2. Cover dough, but make sure it is not airtight as gases need to escape, then place it in the fridge for up to 2 weeks . Whenever you feel like fresh bread, use a serrated knife to cut off an approximately grapefruit size/1 pound chunk of dough. Turn it in your hands, stretching the dough to form a smooth ball, with the bottom bunched underneath.
3. Dust a pizza peel or any flat surface with cornmeal or flour to prevent sticking (we place the flour/cornmeal on a piece of parchment to allow for the easy transfer of the loaf) and allow the formed dough to rest in a warmish place for at least 40 minutes, but not more than 90.

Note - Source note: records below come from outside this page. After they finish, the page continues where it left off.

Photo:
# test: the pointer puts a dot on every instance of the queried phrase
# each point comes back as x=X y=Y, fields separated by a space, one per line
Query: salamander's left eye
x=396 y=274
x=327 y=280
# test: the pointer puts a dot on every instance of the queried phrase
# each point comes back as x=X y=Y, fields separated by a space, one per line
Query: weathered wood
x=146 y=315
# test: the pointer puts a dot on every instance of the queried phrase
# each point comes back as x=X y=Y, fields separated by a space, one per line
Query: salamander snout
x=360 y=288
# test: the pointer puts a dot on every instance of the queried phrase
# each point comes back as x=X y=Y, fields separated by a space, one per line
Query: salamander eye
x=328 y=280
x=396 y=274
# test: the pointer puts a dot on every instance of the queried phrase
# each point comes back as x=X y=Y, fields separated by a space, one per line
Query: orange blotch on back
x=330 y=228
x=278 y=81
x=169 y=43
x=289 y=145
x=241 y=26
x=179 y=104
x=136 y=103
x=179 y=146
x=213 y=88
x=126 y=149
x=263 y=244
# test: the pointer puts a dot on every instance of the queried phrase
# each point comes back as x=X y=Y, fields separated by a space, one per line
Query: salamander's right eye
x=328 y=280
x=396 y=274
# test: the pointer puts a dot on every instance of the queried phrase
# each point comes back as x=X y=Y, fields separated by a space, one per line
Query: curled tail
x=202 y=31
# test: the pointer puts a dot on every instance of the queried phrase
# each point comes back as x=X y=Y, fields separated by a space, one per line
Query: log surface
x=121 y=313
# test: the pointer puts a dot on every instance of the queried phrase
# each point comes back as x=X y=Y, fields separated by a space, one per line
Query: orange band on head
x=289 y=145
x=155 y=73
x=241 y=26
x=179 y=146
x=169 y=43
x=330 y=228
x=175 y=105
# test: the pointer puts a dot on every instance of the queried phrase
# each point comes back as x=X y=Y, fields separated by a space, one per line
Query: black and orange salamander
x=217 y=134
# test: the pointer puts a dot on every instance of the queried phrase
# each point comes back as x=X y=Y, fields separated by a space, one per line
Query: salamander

4. If you have a baking stone, place it in the oven while the dough is coming to room temperature, and crank the oven to 500 to get the baking stone nice and hot. If you don’t have a baking stone go get one (kidding – just use a regular baking sheet – but really we love our baking stone), simply preheat the oven to 450 degrees with a baking sheet overturned on a middle rack. If you are using a baking stone, once the oven comes up to temperature, decrease the oven to 450 degrees. Once the bread has sat out for 40 + minutes throw a dusting of flour on the loaf, and then slash it 2-4 times with a serrated knife – however you like, we often just do a simple cross -get creative. Put 2 cups of water in a shallow pan and place on the top rack of the oven. Slide the loaf onto the baking stone, and if you have a spray bottle mist the dough with water, closing the oven door quickly to keep the steam inside. Bake for 30 minutes, or until the crust is brown and the loaf sounds hollow when tapped.
5. Let the bread cool on a wire rack – then dig in and enjoy.